115C16第115回 医師国家試験 過去問

内科系感染症感染症総論

医療行為とそれによる疾患の組合せで誤っているのはどれか。

解答・解説を見る

正解: c

正解

c 生物学的製剤の使用 --------- HIV感染

解説

この問題は、医原性疾患医療行為に伴う合併症 の対応を問うものです。
誤っている組合せは c です。

なぜ c が誤りか

現在用いられている 生物学的製剤、分子標的薬、抗体製剤 そのものが、HIV感染の原因になるわけではありません。
したがって、生物学的製剤の使用 → HIV感染 という組合せは不適切です。

各選択肢の整理

  • a 輸血 --------- ヘモクロマトーシス
    正しい組合せです。反復輸血で鉄過剰となり、二次性ヘモクロマトーシスを来しえます。
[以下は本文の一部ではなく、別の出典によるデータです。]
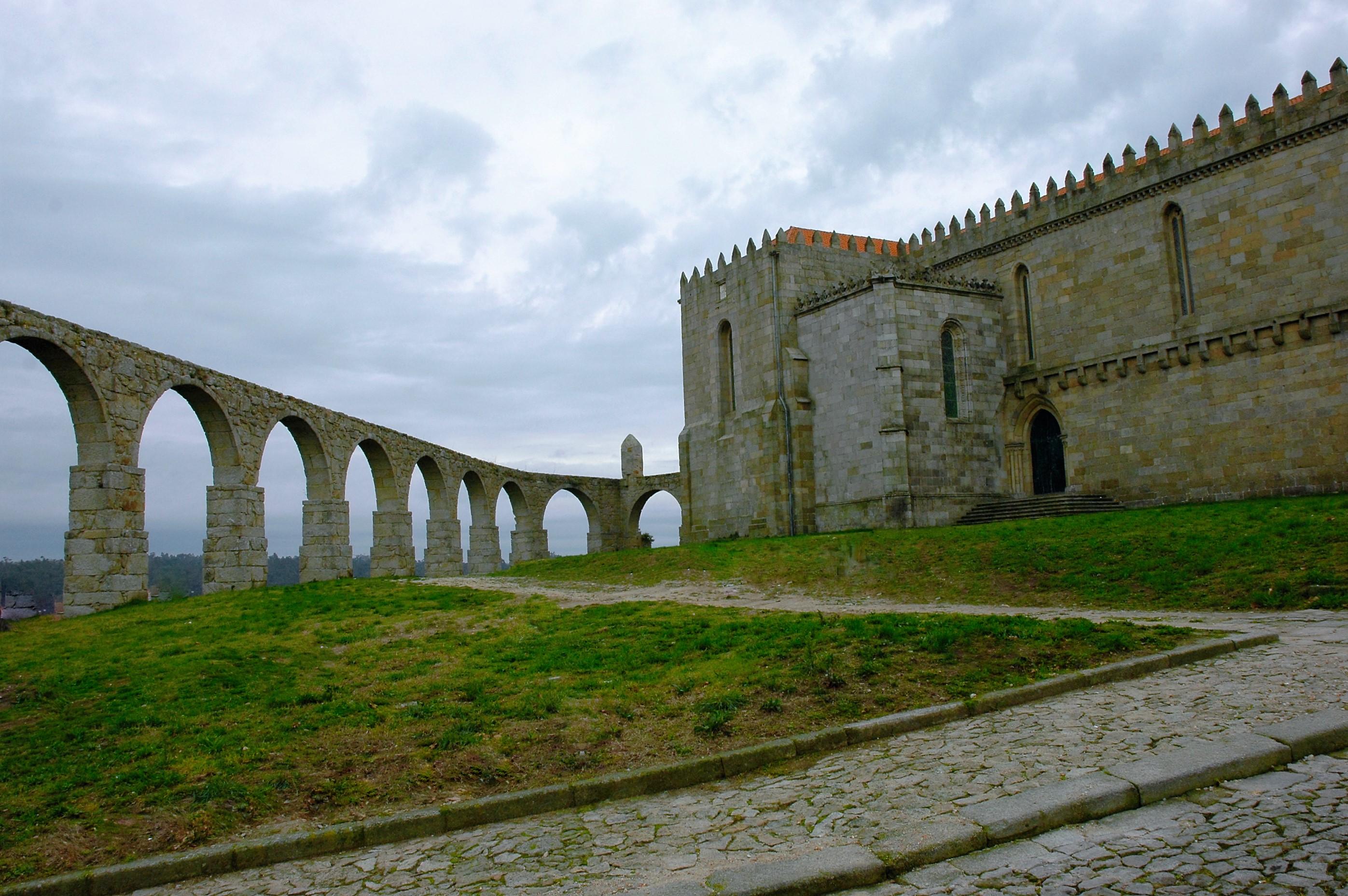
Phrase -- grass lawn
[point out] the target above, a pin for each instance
(174, 724)
(1258, 554)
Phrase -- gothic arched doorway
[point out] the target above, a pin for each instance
(1051, 472)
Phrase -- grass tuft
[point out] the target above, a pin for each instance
(1265, 554)
(185, 723)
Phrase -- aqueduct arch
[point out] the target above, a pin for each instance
(94, 440)
(111, 386)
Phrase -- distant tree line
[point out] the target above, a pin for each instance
(172, 574)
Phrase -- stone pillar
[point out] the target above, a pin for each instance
(485, 549)
(107, 548)
(606, 542)
(898, 491)
(444, 551)
(393, 551)
(325, 553)
(528, 545)
(631, 457)
(234, 555)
  • b 副木固定 --------- 腓骨神経麻痺
    正しい組合せです。下腿外側の圧迫で総腓骨神経麻痺が起こりえます。

  • c 生物学的製剤の使用 --------- HIV感染
    誤りです。これが正解です。

  • d ヒト乾燥硬膜の使用 --------- Creutzfeldt-Jakob病
    正しい組合せです。医原性 CJD の代表例として有名です。

  • e プレドニゾロン長期内服 --------- 二次性副腎機能不全
    正しい組合せです。長期ステロイド投与で視床下部、下垂体、副腎系が抑制されます。

国試でのポイント

この問題では c を見て、感染症の既往や潜在感染の再活性化 と混同しないことが重要です。
生物学的製剤では、結核やB型肝炎再活性化が問題になることはありますが、HIVを新たに感染させるわけではありません

まとめ

誤っているのは c です。

関連問題

115C15115C17
学習アプリでこの問題を解く(記録・メモ・カード化)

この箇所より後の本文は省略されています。